1.A student’s average ( arithmetic mean) test score on 4 tests is 78. What must be the students
score on a 5th test for the students average score on the 5th test to be 80?

(1) 80
(2) 84
(3) 86
(4) 88

Answer: (4) 88
4 tests sum=78*4=312
5 tests sum=80*5=400
then 5th test score=400-312=88

2. Mr. A took the sum of natural numbers. By mistake he added a number twice and find the sum to be 1000. Find the repeated number.
(1) 20
(2) 15
(3) 10
(4) 18

Answer: 3) 10
Sum of first 44 natural no is 990
Hence 10 is calculated twice.

3. A team of 12 is needed to be formed who are to be selected from 7 men and 12 women, with the restriction of selecting not more than 3 men. In how many ways can the selection be done?
(1) 9171
(2) 8243
(3) 7835
(4) 9967

Answer: With the restrictions we can form teams with 3 mens ,2 mens ,1 men ,0men
Ways =( 7C3*12C9 ) + (7C2 *12C10). + 
(7C1*12C11) +(7C0*12C12)
=7700 + 1386 + 84 +1
= 9171

4. Jake can paint a house in 20 days. Paul can paint the same house in 15 days. Jake, Paul and Harry together paint in 5 days. Harry alone can paint the house in

(1) 24 days
(2) 18 days
(3) 20 days
(4) 12 days

Answer: Lcm of 20,15,5 is 60 
Hence efficient of jake =60/20=3 units/day
Paul=60/15=4 units/day
Jake+paul+harry=60/5=12units per day 
We get harry’s efficiency =12-(4+3)=5
Therefore harry can complete in 60/5=12 days

5. Out of a group of ducks, 7/2 times the square root of the total number are outside the pond. The remaining 15 are inside the pond. Find the total number of ducks.

(1) 16
(2) 25
(3) 36
(4) 49

Answer: 7/2 * ✓36= 21 are outside the pond
And remaining 15 are inside the pond.
So the no. Is 36.

6. When an Rs. 10 per kg variety of an element is mixed with an Rs. 15 per kg variety of the same element, then what can be the price of the mixture?

(1) Rs. 15.1/kg
(2) Rs. 11.2/kg
(3) Rs. 9/kg
(4) Data insufficient

Answer: 2.Rs. 11.2/kg It is the law of averages and the price of the mixture would lie between the minimum and the maximum values which in this case are Rs. 10/kg and Rs 15/kg. Option 2, Rs 11.2/kg is the value that is between and hence is the answer.
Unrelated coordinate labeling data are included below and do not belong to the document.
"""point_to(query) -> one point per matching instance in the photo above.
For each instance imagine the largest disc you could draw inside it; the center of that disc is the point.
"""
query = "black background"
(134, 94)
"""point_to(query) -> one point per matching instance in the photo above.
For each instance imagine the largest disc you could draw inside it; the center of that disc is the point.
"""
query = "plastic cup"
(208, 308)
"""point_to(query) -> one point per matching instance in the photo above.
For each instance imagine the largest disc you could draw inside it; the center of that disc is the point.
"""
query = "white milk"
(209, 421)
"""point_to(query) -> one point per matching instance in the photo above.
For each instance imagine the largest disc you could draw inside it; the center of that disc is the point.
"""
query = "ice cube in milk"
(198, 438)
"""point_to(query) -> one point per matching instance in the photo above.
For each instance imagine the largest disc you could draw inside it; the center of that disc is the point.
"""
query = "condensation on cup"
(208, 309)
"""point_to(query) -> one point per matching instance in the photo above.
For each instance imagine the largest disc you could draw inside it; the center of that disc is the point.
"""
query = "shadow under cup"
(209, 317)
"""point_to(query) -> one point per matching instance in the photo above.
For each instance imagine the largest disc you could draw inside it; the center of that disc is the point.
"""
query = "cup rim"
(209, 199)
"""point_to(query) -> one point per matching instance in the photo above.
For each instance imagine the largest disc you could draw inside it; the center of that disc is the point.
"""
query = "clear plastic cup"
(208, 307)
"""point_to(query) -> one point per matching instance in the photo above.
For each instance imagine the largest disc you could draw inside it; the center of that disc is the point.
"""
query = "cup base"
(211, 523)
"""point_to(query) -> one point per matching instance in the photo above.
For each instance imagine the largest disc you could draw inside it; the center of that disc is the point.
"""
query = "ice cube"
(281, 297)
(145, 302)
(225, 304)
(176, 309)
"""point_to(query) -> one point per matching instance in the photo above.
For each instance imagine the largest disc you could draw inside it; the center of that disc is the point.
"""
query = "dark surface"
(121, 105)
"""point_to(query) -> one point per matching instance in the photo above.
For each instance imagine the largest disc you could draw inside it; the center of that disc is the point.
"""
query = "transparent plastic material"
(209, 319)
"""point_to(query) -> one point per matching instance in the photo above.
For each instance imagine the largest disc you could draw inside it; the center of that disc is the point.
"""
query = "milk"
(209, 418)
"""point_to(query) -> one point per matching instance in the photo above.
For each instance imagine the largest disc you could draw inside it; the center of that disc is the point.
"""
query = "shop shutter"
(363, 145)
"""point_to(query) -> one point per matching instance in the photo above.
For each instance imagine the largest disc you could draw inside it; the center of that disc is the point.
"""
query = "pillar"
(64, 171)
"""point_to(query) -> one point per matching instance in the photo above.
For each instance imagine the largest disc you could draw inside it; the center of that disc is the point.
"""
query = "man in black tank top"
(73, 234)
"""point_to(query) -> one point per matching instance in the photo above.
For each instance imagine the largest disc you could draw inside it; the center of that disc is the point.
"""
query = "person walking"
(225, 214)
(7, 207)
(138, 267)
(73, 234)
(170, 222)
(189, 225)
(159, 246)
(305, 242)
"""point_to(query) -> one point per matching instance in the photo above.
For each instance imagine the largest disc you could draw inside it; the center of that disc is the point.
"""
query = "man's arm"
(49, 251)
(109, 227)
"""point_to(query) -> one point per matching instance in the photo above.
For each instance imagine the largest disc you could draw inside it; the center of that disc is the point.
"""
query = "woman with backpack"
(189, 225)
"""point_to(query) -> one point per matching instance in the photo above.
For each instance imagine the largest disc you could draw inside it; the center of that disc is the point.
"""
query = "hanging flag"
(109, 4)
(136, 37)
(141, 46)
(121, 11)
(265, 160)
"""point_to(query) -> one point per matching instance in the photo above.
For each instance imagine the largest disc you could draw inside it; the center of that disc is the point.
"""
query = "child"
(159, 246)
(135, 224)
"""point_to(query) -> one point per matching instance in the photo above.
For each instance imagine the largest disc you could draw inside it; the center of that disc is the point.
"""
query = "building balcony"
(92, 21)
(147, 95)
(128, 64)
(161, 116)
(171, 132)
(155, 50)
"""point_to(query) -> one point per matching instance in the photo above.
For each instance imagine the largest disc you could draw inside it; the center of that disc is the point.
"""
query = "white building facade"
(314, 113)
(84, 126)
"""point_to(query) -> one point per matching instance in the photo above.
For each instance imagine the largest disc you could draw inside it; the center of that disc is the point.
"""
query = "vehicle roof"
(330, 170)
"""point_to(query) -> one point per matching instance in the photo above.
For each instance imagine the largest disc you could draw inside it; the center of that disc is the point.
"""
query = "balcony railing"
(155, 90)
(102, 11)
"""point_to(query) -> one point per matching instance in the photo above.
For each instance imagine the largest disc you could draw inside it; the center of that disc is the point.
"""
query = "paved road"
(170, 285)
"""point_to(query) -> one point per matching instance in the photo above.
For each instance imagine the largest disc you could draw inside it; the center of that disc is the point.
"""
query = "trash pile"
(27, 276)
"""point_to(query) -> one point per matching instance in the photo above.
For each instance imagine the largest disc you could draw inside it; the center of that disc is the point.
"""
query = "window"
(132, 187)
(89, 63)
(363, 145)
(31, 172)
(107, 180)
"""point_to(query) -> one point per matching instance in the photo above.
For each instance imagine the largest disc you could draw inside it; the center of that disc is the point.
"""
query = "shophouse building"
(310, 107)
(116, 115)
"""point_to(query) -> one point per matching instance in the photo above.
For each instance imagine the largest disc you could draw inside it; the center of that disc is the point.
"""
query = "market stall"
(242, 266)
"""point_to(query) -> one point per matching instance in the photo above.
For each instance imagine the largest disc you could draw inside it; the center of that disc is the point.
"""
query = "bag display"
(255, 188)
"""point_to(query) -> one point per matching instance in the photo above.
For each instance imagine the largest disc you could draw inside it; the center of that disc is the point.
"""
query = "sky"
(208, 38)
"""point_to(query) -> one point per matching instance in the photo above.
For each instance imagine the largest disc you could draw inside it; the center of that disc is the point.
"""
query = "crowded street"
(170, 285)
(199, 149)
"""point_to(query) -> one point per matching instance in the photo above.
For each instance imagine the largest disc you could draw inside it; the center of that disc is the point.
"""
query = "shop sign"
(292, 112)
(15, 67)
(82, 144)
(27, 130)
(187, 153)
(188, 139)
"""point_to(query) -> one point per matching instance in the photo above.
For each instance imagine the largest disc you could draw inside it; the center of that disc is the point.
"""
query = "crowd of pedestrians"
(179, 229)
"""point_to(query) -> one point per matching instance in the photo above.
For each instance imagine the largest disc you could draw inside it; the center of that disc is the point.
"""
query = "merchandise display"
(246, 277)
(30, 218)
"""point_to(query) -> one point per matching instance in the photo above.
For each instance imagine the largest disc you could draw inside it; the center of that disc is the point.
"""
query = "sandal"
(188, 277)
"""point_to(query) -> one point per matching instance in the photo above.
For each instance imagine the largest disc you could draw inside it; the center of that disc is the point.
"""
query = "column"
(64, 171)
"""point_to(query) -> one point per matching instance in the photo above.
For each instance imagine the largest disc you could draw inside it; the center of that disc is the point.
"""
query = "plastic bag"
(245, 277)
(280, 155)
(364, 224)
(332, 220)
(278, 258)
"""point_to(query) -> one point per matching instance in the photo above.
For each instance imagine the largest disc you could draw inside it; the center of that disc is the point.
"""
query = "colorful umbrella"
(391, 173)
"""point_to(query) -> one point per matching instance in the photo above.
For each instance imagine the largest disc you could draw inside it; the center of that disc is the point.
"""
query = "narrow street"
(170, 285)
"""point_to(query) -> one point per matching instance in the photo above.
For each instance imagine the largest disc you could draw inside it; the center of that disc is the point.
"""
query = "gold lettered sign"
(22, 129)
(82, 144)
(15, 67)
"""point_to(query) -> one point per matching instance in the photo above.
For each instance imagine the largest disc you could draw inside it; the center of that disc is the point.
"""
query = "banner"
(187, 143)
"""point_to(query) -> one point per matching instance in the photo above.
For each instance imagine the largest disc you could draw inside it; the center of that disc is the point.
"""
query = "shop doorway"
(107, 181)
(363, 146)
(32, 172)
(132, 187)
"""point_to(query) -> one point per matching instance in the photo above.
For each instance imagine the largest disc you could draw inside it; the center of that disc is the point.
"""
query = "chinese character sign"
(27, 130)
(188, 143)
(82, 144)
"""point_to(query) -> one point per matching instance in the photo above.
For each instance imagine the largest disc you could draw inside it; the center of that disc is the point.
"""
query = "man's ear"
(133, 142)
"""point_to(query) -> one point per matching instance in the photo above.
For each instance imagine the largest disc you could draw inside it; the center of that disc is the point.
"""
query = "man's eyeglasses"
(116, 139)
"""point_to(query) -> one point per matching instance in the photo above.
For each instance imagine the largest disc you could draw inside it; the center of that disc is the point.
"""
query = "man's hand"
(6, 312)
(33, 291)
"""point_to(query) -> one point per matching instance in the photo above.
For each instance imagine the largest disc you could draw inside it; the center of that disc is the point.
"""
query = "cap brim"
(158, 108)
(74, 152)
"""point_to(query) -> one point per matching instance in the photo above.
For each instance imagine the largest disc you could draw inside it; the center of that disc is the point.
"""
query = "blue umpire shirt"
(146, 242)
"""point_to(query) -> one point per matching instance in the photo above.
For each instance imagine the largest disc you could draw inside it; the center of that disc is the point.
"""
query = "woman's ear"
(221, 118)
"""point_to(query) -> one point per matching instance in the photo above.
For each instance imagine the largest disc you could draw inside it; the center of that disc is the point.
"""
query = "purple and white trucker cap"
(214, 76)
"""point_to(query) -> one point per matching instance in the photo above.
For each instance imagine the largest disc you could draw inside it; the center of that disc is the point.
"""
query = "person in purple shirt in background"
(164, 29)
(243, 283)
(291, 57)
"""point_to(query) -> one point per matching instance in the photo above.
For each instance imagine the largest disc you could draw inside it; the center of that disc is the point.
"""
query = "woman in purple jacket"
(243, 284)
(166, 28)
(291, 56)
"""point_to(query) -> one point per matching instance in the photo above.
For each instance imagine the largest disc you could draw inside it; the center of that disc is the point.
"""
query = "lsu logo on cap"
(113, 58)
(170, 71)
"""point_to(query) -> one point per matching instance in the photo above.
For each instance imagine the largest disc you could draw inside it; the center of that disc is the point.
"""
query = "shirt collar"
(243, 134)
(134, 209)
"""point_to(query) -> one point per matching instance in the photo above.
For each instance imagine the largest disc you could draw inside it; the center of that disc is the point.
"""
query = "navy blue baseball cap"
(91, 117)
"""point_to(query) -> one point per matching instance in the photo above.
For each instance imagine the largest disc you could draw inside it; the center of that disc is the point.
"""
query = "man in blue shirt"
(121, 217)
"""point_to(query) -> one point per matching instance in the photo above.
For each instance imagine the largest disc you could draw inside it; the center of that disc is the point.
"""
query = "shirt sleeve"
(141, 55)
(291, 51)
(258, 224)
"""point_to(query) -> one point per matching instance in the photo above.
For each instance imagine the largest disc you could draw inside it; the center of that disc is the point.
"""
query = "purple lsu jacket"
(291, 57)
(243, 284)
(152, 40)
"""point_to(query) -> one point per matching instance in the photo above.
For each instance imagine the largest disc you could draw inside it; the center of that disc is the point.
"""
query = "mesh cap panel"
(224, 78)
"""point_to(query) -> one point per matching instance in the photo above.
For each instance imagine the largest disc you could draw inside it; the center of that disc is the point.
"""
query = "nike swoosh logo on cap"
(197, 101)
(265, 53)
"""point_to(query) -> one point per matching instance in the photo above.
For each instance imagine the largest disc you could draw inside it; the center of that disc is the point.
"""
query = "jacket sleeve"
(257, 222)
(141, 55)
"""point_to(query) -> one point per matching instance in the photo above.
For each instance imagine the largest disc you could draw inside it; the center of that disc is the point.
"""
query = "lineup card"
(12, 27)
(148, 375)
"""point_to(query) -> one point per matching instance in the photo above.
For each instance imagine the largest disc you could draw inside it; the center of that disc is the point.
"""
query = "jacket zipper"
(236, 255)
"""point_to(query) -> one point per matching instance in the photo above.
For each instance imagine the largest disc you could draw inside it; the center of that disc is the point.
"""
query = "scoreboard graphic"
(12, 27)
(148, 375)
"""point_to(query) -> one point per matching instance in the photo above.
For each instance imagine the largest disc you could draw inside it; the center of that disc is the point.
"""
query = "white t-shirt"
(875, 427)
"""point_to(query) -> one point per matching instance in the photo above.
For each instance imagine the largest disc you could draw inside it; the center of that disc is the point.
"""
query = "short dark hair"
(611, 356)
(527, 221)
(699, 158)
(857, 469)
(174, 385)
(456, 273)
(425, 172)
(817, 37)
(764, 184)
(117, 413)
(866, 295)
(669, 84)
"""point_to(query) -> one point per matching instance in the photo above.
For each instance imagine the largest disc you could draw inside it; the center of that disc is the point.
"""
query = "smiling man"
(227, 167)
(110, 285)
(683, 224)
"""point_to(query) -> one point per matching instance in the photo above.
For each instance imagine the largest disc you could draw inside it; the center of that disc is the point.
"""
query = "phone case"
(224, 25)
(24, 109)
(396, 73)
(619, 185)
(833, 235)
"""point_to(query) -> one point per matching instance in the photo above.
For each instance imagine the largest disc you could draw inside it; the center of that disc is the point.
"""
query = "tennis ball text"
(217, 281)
7. Sebastian purchased an infinity stone and saved Rs. 200 when a discount of 25% was given. What is the Cost Price of the infinity stone?

(1) Rs. 1000
(2) Rs. 900
(3) Rs. 800
(4) Cannot be determined

Answer: Let marked price be=x
So (100-25)%x=x-200
75x = 100x -20000
X=800

8. The Simple Interest on a sum is Rs. 300 and the Compound Interest is Rs. 360 in the second year. What would be the Compound Interest for one year, compounded annually, on a different sum of Rs 6000 if the rate percent p.a. is the same as that of on the first sum?

(1) Rs. 2400
(2) Rs. 1200
(3) Rs. 3000
(4) None of the above

Answer: 1200(r=20%)

9. 41ⁿ – 14ⁿ is divisible by ___ when n belongs to N.
1) 27
(2) 9
(3) 3
(4)All of the above

Answer: all of the above …because if power n will even or odd number will be 41-14 always.. i.e 27 and 27 is also divisible by 9 and 3

10. A fast train takes 3 hours less than a slow train for a journey of 900 km, If the speed of the slow train is 15 km/hr less than that of the fast train, the speeds of the slow train is

(1) 50 km/hr
(2) 75 km/hr
(3) 60 km/hr
(4)45 km/hr

Answer: Let the speeds are =x,x-15
900/x-15 – 900/x= 3
300x-300x+4500=x^2-15x
x^2-15x -4500=0
(x-75)(x+60)=0=>x=75kmph
Slower train speed=75-15=60kmph

11. 3/5th of the balls in a bag are red, the rest are green. If 3/4th of the red balls and 5/7th of the green balls are defective, find the total number of balls in the bag given that the number of non-defective balls is 111.

(1) 516
(2) 432
(3) 420
(4) 504

Answer: Let 5x are the balls
Red Green =3x,2x
Defective=3x*3/4,2x*5/7=9x/4,10x/7
Total defective =103x/28
Non-deffective =5x-103x/28=(140-103)x/28
37x/28=111=>Total balls 5x=5*111*28/37
=420

12. Eesha’s father was 34 years of age when she was born. her younger brother, Shashank, now that he is 13, is very proud of the fact that he is as tell as her, even though he is three years younger than her. Eesha’s mother, who is shorter than Eesha, was only 29 when Shashank was born .what is the sum of the ages of Eesha’s parents now?

(1) 92
(2) 76
(3) 66
(4) 89

Answer: Eeshas father=34(when eesha born)
eeshas present age=16
eeshas fathers present age=50(34+16)
shashanks present age=13
shashanks mother age present=29+13=42
sum of their ages=50+42=92

13. If A, B and C are three positive integers such that A is greater than B and B is greater than C, then which of the following is definitely true?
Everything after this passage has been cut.